Plans for Study Abroad Program in Martinique

Submitted by Arts & Sciences Web Team on

Students have long had a number of options for studying in France, but programs operating in the francophone world beyond the borders of Europe remain scarce. Professor Richard Watts has established a new study abroad program in Martinique, a former French colony and present-day overseas department (think Hawai'i in relation to the United States), which will take place during Summer quarter 2013 (A-term).

Martinique is arguably the most significant of France's overseas possessions, but it's a place that US students are rarely exposed to. In fact, there is, to Dr. Watt's knowledge, only one other such program being offered nationally. He has been conducting literary and cultural studies research in Martinique since the early 1990s and thought it would be an ideal place to take UW students for a summer month to study two related phenomena: one, how France continues to exercise its cultural influence on an island whose population is of mixed Amerindian, African, East Indian, and European descent and, two, how that influence plays out in the sphere of human relations to the environment--in brief, a program in environmental cultural studies in Martinique.

On an island where 'natural beauty' plays a major role in the perception we have of it, the memory of past transformations of nature as a result of the slavery and plantation economies of the 17th to early 20th centuries and the current lived experience of the transformation of nature at the hands of intensive agriculture and economic development are complicated matters...
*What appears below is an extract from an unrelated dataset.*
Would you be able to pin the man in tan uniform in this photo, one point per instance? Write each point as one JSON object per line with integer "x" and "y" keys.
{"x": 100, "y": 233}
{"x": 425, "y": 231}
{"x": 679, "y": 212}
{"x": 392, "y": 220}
Dr. Watts explains, "On an island where 'natural beauty' plays a major role in the perception we have of it, the memory of past transformations of nature as a result of the slavery and plantation economies of the 17th to early 20th centuries and the current lived experience of the transformation of nature at the hands of intensive agriculture and economic development are complicated matters, and these matters are treated by a variety of local authors, artists, and activists.  We will study their works on site, with the aim of understanding not only how the ecological change gets registered locally, but also how Martinican responses to the problem of environmental degradation resonates with responses elsewhere in the Caribbean and beyond."